全身を診るということ
19番目のカルテ

【19番目のカルテ】総合診療医と「全身を診る」視点|26年看護師の現場から

2025年TBS日曜劇場の医療ドラマ『19番目のカルテ』。総合診療医を主人公にしたこの作品を、看護師26年の現場視点で読み解く。専門化・分業化が進む医療で「全身を診る人」の役割は何か——医療以外のあらゆる職場にも通じる視点を整理する。

この記事の結論(カルテ)

  • 対象作品:医療ドラマ『19番目のカルテ』(2025・TBS日曜劇場・松本潤主演)
  • テーマ:専門化が進む医療の中で、「全身を診る」総合診療医の役割
  • 背景:厚生労働省が認定する19番目の専門分野「総合診療科」を題材にした作品
  • 本質:細分化された世界では、「全体を見る人」が最も希少な存在になる
  • 読者への問い:あなたの職場に、「全体を見ている人」はいますか?

問診室:「専門外です」と言われ続けてきた人へ

『19番目のカルテ』って、 専門医が増えすぎた医療への、静かな問題提起 なんだよね。

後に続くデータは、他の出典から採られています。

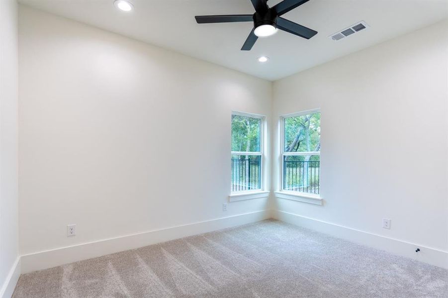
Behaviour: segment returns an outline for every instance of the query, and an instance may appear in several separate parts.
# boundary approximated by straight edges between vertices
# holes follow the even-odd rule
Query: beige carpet
[[[22,275],[14,298],[448,297],[448,271],[265,221]]]

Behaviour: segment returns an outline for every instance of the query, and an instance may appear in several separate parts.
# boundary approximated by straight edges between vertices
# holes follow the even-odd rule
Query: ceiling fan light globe
[[[132,4],[125,0],[116,0],[114,2],[116,7],[123,11],[130,11],[132,10]]]
[[[277,28],[272,25],[261,25],[254,30],[254,33],[259,37],[267,37],[275,34]]]

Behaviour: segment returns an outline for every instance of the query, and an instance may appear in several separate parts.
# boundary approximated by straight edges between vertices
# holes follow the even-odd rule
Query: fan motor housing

確かに、病院に行くと「うちは循環器なので、消化器は他へ」と回されること、よくありますよね。患者からすると「私の体は一つなのに、どこへ行けばいいの?」って迷子になる。

これがまさに、 専門化の落とし穴 です。医療は深く知るために細分化されてきました。脳外科、循環器、消化器、整形外科——どの専門医も、自分の臓器については世界トップクラスを目指せる。けれど、 「複数の臓器にまたがる人間」を見る人がいなくなった 。それを取り戻すのが、総合診療医という新しい役割です。

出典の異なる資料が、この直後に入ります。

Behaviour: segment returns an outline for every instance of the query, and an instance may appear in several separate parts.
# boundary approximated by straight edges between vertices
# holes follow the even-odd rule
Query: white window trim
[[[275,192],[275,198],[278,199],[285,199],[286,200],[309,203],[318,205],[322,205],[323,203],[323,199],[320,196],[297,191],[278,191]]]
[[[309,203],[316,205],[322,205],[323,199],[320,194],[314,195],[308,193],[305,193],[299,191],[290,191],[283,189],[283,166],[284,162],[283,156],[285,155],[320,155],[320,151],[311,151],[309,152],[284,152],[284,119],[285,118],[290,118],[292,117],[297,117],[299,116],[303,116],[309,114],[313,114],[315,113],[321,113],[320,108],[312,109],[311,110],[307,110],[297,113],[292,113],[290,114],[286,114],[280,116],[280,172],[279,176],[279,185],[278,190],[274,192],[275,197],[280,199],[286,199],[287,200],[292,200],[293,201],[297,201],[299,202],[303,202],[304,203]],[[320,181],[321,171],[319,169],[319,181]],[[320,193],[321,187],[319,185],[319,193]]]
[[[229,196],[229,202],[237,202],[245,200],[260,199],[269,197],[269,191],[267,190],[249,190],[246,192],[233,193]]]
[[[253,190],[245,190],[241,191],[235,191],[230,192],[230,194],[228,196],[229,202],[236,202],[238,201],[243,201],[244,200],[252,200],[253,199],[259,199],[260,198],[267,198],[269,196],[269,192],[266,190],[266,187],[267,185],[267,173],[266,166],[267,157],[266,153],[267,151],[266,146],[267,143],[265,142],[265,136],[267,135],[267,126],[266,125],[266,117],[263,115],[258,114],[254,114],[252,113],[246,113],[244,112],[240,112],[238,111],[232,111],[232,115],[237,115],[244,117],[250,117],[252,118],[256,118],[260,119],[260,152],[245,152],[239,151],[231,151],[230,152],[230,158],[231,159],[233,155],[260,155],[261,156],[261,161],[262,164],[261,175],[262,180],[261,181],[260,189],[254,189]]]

この問題は医療だけの話ではありません。 あなたの職場でも、同じことが起きている 可能性があります。

たとえば会社の中で——マーケティングはマーケに、開発は開発に、人事は人事に分かれ、誰も「会社全体を見る人」がいなくなる。誰もが自分の領分の中で完璧を目指す。けれど、誰も 「お客さん全体の体験」を見ていない

これは 専門化が極まった組織すべてに起きる構造的な問題 です。

『19番目のカルテ』は、 細分化された世界で「全体を見る人」がどれほど希少で、どれほど価値があるか を教えてくれる作品です。医療の話として観るより、 自分の仕事に置き換えて観る と、ぐっと深さが増します。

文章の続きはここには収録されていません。